民俗学者の折口信夫は、海の彼方の常世からときおり訪れ、人々に幸をもたらす存在を「まれびと」と呼びました。
そして、それこそが神の原像だと考えたのです。
神とは、もともと「どこか遠くから訪れてくる者」だった、という見方です。
私はこれを、海の向こうだけでなく、星の彼方にまで広げてよいと感じています。
饒速日命が乗ってきた天磐船を、思い出してください。
天を翔け、岩のように堅牢な船。
空を渡る乗り物に乗って、天の存在が地上へ降り立つ。
古代の人が、自分の言葉の限りを尽くしてこの光景を書き残そうとしたなら、それは「天磐船に乗って降りてきた神」という形になるのではないでしょうか。
私は霊的なリーディングのなかで、古い神々の記憶に触れることがあります。
天から降りた存在に意識を合わせると、そこには地球の外から訪れ、この星をずっと見守ってきた、大きく穏やかな意識の気配があります。
私がこのブログで書き続けてきた、宇宙の兄弟たち。
日本神話は、地上の王朝交代の記憶であると同時に、星から訪れた存在と地上の人々が出会った記憶としても読めてくるのです。
二つの神話は、争わずに一つになった
この見方が正しいとすれば、日本神話には出自のちがう二つの流れが同居していることになります。一方は、大国主の王朝が語り継いだ物語。
国造り、因幡の白兎、少彦名との国づくり、全国への巡幸、三輪山の大物主信仰、出雲の神々、そして旧王朝の幕引きとしての国譲り。
もう一方は、神武の王朝が掲げた物語。
天照大神を始祖とする系譜、天孫降臨、八咫烏の導き、長髄彦との決戦、神武の即位、天皇家へ続く血の流れ。

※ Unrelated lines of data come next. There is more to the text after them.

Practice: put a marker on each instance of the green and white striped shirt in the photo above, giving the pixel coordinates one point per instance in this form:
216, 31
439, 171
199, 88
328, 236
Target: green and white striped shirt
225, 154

おもしろいのは、新しい王朝が古い王朝を消しにかからなかったことです。
旧王朝の英雄を神として残し、その祭りを引き継ぎ、神話までまるごと自分の書物へ収めた。
おかげで、出雲の神話と天孫の神話が、一冊の歴史書のなかで肩を並べています。
これほど性格のちがう二つの神話が、争いのすえに一つへ束ねられた例は、世界を見わたしてもそう多くありません。
おわりに
神話は、ただ古い神々の物語ではありません。そこには、この地で生きた人々の交代と痛み、そして敗れた者さえ神として敬い直した、和解の記憶が畳み込まれています。
その優しさは、時代を越えて、今を生きる私たちのなかにも受け継がれているはずです。
あなたが見上げる空と、足もとの大地の物語が、今日という一日をそっと支えてくれますように。